Aaron Hickey was the only one of the wide men having himself a good season, and knowing how essential form is in football, I was not confident in our abilities.

Unfortunately, I was unable to get tickets, so I sat at home with bated breath, readying myself for disappointment… And then Scott McTominay scored in the seventh minute.

Hampden erupted with excitement, I got out of my seat and screamed; it was so unexpected. Not only the goal scorer – his third in this international break – but the source of the goal, the left flank. Skipper Andy Robertson winning the ball high, firing a perfect cutback to McTominay and running off to celebrate with him just like he used to.

Robertson then played an expert long ball to Dykes right at the death of the first half, and it nearly worked too, as Dykes struck the bar with an audacious chip.

Tierney was amazing too, his underlapping runs and link with Robertson as instinctual as ever despite his lack of play time this season.

It was his explosive forward carry that led to the ball dropping to McTominay’s feet yet again for the second goal.

“What did they do to McTominay,” I said. “Why is he so good!?”

This performance will always be remembered for his heroics, but the roll that left-hand-side played must not be understated.
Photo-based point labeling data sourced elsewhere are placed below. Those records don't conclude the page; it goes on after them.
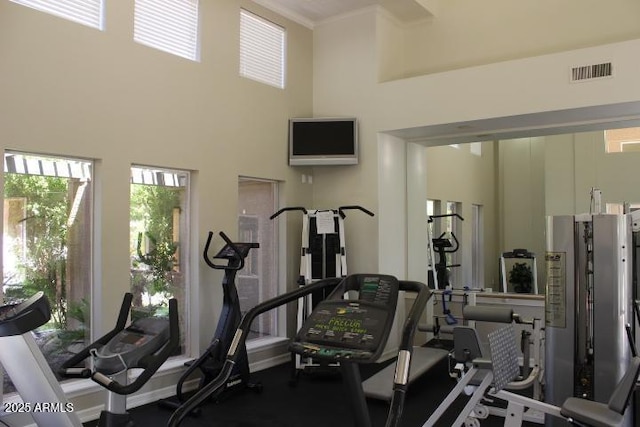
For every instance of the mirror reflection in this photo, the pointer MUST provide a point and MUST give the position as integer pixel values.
(505, 189)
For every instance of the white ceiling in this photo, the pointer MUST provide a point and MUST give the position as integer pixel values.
(312, 12)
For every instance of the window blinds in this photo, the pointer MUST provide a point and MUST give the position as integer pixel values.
(262, 50)
(168, 25)
(86, 12)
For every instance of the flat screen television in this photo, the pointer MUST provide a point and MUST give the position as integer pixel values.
(323, 141)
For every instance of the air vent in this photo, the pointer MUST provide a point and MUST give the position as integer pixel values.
(590, 72)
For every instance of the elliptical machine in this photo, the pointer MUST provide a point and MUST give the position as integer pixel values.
(29, 371)
(145, 344)
(211, 361)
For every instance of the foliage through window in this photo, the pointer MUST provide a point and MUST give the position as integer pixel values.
(46, 246)
(168, 25)
(158, 242)
(86, 12)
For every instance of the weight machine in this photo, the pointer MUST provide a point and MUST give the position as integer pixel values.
(438, 272)
(588, 303)
(489, 377)
(323, 255)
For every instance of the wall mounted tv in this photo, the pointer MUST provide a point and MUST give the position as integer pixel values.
(323, 141)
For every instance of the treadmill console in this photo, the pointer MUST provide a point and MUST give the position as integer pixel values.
(351, 329)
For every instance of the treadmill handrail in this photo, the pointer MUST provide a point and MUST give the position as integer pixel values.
(400, 381)
(406, 345)
(240, 337)
(210, 263)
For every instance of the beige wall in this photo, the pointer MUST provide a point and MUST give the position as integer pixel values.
(466, 33)
(457, 175)
(346, 83)
(71, 90)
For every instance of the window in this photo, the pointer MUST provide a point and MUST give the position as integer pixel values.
(622, 140)
(86, 12)
(159, 242)
(258, 280)
(168, 25)
(46, 246)
(262, 50)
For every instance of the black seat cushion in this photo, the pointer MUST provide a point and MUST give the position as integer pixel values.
(595, 414)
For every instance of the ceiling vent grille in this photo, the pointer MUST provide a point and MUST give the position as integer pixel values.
(590, 72)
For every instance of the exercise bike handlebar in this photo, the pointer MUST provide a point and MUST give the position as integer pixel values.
(210, 263)
(240, 337)
(402, 372)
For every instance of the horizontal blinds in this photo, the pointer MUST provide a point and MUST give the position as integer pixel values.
(86, 12)
(168, 25)
(262, 50)
(45, 166)
(163, 178)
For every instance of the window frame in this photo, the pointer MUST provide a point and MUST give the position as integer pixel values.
(251, 49)
(64, 8)
(152, 30)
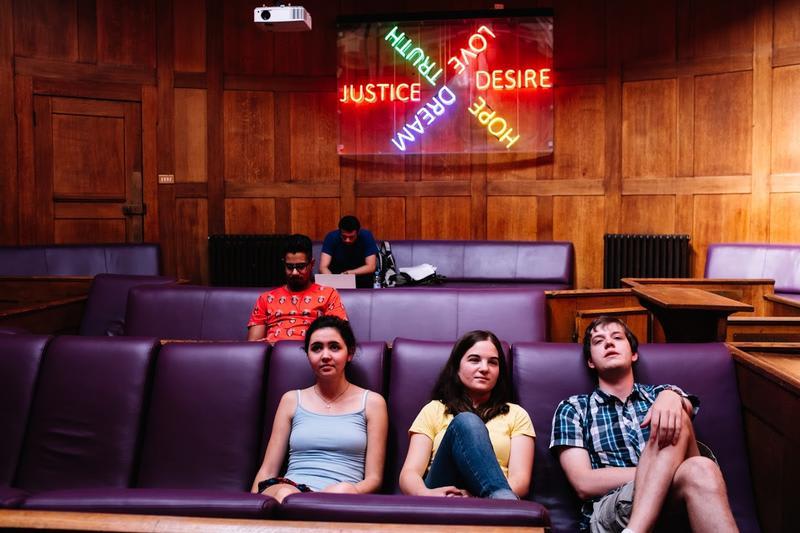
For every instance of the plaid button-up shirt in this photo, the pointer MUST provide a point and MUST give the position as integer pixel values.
(608, 428)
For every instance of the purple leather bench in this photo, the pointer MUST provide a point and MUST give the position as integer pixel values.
(542, 264)
(780, 262)
(546, 373)
(219, 313)
(79, 260)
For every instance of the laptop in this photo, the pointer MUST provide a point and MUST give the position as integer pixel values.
(337, 281)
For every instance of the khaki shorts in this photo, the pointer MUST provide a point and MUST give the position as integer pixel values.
(612, 512)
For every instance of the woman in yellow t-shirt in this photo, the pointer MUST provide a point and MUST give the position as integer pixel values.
(470, 440)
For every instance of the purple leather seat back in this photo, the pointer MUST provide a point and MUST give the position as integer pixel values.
(415, 366)
(546, 373)
(203, 427)
(20, 357)
(190, 312)
(84, 422)
(108, 300)
(514, 315)
(780, 262)
(289, 370)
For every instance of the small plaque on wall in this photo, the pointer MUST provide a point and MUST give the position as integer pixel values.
(446, 83)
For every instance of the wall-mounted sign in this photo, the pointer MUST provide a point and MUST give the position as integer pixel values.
(439, 84)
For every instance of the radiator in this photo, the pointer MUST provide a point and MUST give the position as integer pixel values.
(246, 260)
(644, 256)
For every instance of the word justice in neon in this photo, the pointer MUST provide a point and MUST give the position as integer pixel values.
(428, 114)
(505, 80)
(380, 92)
(497, 126)
(477, 43)
(416, 56)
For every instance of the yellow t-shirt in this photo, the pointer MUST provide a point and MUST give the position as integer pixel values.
(432, 422)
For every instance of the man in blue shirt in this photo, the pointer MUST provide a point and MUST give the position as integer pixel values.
(350, 250)
(629, 448)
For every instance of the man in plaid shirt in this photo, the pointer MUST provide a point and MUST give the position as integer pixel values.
(628, 448)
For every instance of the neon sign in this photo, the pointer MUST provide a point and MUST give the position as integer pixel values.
(468, 84)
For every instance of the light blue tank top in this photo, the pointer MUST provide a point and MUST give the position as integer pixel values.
(327, 449)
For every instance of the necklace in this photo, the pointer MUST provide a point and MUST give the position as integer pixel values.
(328, 403)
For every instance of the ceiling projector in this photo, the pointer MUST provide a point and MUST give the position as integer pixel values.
(282, 18)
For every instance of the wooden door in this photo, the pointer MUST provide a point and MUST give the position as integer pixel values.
(88, 157)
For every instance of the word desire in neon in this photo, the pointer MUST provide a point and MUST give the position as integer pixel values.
(505, 80)
(380, 92)
(477, 44)
(497, 126)
(424, 117)
(416, 56)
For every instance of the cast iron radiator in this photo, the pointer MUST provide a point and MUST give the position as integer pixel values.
(246, 260)
(644, 256)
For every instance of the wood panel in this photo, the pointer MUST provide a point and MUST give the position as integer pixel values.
(512, 218)
(191, 142)
(249, 136)
(249, 215)
(446, 218)
(649, 128)
(385, 217)
(723, 139)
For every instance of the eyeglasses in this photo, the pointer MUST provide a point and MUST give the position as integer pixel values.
(295, 266)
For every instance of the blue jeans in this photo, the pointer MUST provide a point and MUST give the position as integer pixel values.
(465, 459)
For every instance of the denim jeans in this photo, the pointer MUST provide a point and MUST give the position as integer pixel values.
(465, 459)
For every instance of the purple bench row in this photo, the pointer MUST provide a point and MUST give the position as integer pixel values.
(121, 425)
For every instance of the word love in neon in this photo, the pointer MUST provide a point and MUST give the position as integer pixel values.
(380, 92)
(416, 56)
(504, 80)
(477, 43)
(427, 113)
(497, 126)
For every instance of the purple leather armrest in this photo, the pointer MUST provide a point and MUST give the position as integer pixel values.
(393, 508)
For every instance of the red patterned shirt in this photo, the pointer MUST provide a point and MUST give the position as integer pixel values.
(287, 314)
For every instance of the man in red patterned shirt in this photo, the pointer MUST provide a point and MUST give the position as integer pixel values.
(285, 313)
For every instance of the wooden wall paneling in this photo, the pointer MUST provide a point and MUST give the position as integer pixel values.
(512, 218)
(192, 241)
(250, 215)
(314, 217)
(649, 116)
(647, 214)
(723, 140)
(191, 135)
(445, 217)
(785, 143)
(577, 219)
(384, 216)
(762, 123)
(248, 49)
(313, 131)
(784, 226)
(46, 29)
(718, 218)
(9, 201)
(249, 136)
(150, 163)
(215, 116)
(126, 32)
(579, 150)
(87, 31)
(190, 34)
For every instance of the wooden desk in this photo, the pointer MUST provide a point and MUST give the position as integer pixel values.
(688, 314)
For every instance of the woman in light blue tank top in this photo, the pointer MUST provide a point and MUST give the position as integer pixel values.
(334, 431)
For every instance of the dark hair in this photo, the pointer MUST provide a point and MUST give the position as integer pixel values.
(349, 223)
(605, 320)
(451, 392)
(298, 243)
(330, 321)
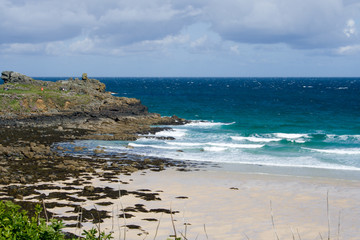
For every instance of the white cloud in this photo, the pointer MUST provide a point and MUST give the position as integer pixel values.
(95, 27)
(348, 50)
(24, 48)
(350, 28)
(235, 49)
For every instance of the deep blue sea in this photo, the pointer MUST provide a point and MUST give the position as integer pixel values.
(294, 123)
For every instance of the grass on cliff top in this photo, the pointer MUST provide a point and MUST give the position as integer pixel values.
(21, 98)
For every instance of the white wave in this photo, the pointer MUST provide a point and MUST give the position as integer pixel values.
(343, 151)
(214, 144)
(214, 149)
(232, 145)
(290, 135)
(255, 139)
(135, 145)
(207, 124)
(343, 137)
(176, 133)
(185, 144)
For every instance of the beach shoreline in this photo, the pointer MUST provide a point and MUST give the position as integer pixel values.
(230, 204)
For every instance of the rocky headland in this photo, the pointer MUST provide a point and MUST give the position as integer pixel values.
(35, 115)
(35, 112)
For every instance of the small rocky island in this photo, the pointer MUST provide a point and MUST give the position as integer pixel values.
(36, 115)
(42, 112)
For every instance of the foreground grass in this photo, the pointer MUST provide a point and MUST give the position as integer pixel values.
(16, 224)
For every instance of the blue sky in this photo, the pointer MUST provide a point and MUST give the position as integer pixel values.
(181, 38)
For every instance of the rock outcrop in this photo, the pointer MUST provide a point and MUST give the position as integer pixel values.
(15, 77)
(73, 105)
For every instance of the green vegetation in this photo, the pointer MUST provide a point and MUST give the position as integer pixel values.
(24, 98)
(16, 224)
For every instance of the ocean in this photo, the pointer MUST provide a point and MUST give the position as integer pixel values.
(286, 124)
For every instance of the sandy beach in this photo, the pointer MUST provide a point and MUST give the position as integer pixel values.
(233, 205)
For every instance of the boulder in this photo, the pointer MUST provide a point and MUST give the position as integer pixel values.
(84, 77)
(15, 77)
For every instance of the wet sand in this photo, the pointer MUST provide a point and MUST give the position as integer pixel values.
(232, 205)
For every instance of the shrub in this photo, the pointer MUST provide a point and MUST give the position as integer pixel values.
(15, 224)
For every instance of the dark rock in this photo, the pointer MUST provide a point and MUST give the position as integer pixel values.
(15, 77)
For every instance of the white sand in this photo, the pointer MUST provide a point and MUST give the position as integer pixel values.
(299, 204)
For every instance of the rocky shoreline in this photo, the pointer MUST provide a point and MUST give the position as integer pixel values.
(53, 112)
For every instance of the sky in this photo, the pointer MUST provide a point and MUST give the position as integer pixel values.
(181, 38)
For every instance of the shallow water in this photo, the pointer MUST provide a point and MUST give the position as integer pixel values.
(288, 123)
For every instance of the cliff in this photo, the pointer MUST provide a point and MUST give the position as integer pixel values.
(67, 106)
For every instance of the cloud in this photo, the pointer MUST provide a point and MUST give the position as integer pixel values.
(112, 26)
(298, 23)
(350, 28)
(348, 50)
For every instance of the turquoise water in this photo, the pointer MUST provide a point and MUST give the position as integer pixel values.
(280, 122)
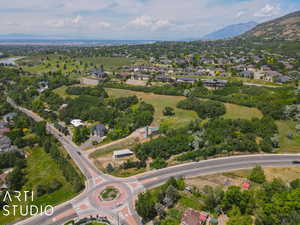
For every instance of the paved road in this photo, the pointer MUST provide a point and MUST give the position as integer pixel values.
(122, 209)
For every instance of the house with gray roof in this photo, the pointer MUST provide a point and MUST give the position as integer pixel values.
(99, 130)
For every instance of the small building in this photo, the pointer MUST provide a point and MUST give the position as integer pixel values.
(283, 79)
(76, 122)
(3, 187)
(247, 74)
(6, 145)
(9, 116)
(122, 153)
(99, 73)
(99, 130)
(151, 131)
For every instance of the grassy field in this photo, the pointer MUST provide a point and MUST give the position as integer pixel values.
(182, 117)
(287, 174)
(288, 145)
(41, 169)
(66, 64)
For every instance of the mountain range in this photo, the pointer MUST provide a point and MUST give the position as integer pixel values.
(230, 31)
(283, 28)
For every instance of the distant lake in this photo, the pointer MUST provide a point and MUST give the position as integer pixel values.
(10, 61)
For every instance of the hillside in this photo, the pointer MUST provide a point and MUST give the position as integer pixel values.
(283, 28)
(230, 31)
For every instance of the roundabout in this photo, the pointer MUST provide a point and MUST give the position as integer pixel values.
(109, 194)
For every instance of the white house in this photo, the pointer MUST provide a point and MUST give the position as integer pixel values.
(122, 153)
(76, 123)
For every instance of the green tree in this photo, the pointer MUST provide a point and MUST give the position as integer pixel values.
(145, 206)
(257, 175)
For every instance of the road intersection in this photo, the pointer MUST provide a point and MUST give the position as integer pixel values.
(121, 210)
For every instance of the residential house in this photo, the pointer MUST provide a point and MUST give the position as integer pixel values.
(271, 75)
(6, 144)
(99, 73)
(77, 123)
(163, 78)
(247, 74)
(9, 116)
(122, 153)
(140, 77)
(186, 80)
(283, 79)
(215, 83)
(99, 130)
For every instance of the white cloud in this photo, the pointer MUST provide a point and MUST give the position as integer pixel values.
(239, 14)
(149, 23)
(76, 20)
(103, 24)
(58, 23)
(268, 10)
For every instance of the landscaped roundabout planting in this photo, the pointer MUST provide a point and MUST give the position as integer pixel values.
(109, 194)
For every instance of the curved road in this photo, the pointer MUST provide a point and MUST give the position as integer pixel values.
(121, 210)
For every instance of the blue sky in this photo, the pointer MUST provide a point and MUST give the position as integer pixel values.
(135, 19)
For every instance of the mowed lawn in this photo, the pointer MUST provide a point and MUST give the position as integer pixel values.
(41, 169)
(42, 64)
(181, 116)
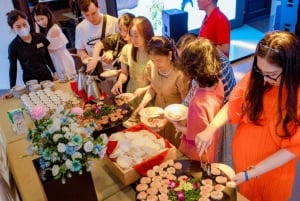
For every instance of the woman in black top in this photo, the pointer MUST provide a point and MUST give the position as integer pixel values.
(30, 49)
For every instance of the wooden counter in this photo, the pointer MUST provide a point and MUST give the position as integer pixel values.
(13, 103)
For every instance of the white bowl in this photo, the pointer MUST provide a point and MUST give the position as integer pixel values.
(151, 112)
(176, 112)
(110, 73)
(225, 168)
(88, 59)
(152, 122)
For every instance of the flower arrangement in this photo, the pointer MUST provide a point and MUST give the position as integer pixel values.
(64, 146)
(184, 189)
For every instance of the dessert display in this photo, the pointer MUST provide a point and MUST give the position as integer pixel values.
(18, 91)
(88, 59)
(176, 112)
(47, 98)
(154, 123)
(151, 112)
(152, 117)
(104, 114)
(172, 180)
(124, 98)
(135, 150)
(109, 73)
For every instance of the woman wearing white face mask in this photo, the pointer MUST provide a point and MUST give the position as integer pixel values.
(31, 51)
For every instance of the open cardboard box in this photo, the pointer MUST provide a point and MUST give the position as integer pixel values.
(131, 175)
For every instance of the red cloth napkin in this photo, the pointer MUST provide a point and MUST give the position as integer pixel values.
(82, 94)
(143, 167)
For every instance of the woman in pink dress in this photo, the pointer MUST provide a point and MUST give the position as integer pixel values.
(200, 60)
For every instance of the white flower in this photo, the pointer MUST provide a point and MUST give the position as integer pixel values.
(68, 163)
(69, 135)
(65, 129)
(30, 150)
(55, 170)
(61, 147)
(55, 126)
(88, 146)
(54, 157)
(56, 137)
(76, 155)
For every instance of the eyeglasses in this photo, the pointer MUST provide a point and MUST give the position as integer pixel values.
(257, 70)
(266, 47)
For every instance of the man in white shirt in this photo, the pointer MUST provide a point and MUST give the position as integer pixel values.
(94, 27)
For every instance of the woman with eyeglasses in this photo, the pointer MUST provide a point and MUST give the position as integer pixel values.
(134, 57)
(168, 84)
(30, 49)
(265, 105)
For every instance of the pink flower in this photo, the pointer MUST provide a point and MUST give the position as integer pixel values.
(77, 111)
(38, 112)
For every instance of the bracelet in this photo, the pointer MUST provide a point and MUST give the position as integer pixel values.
(246, 175)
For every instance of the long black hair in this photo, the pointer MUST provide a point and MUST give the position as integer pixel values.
(40, 9)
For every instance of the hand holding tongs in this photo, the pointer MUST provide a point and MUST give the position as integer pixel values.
(206, 166)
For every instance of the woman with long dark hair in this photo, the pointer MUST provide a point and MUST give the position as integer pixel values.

And just to spite my pre-game predictions even further, Hickey was just okay by comparison. I remain a firm believer that club form and international form don’t always corelate – different managers, different teammates, different systems can have a huge impact on a player’s performance.

McTominay proved this point. He’s only started in the league once since his club, Manchester United, bought Brazilian stalwart Casemiro. But he’s just scored four goals in two games for Scotland, after bagging just one in his previous 37.

However, with our full-backs falling off as starkly as Marvel movies this season, I was certain it would carry over.

Hands up in apology … Steve Clarke just knows how to get the best out of these lads, and their club managers cannot currently.

I was wrong. But this is one of those rare times where being wrong feels amazing.

Clarke’s team now find themselves in the driving seat at the top of group A and every game before them is easier on paper than their triumph over Spain.

We could well see successive Euro campaigns for this side, but it’s still too early to call as of now.

But like I said, this is only on paper, there are still some high-level threats to come.

Two of the world’s best players, Norway’s Erling Haaland and Georgia’s Khvicha Kvaratskhelia, lurk like eldritch monsters in the distant shadows of this group.

Get positive results against them, and it’s well and truly in our hands.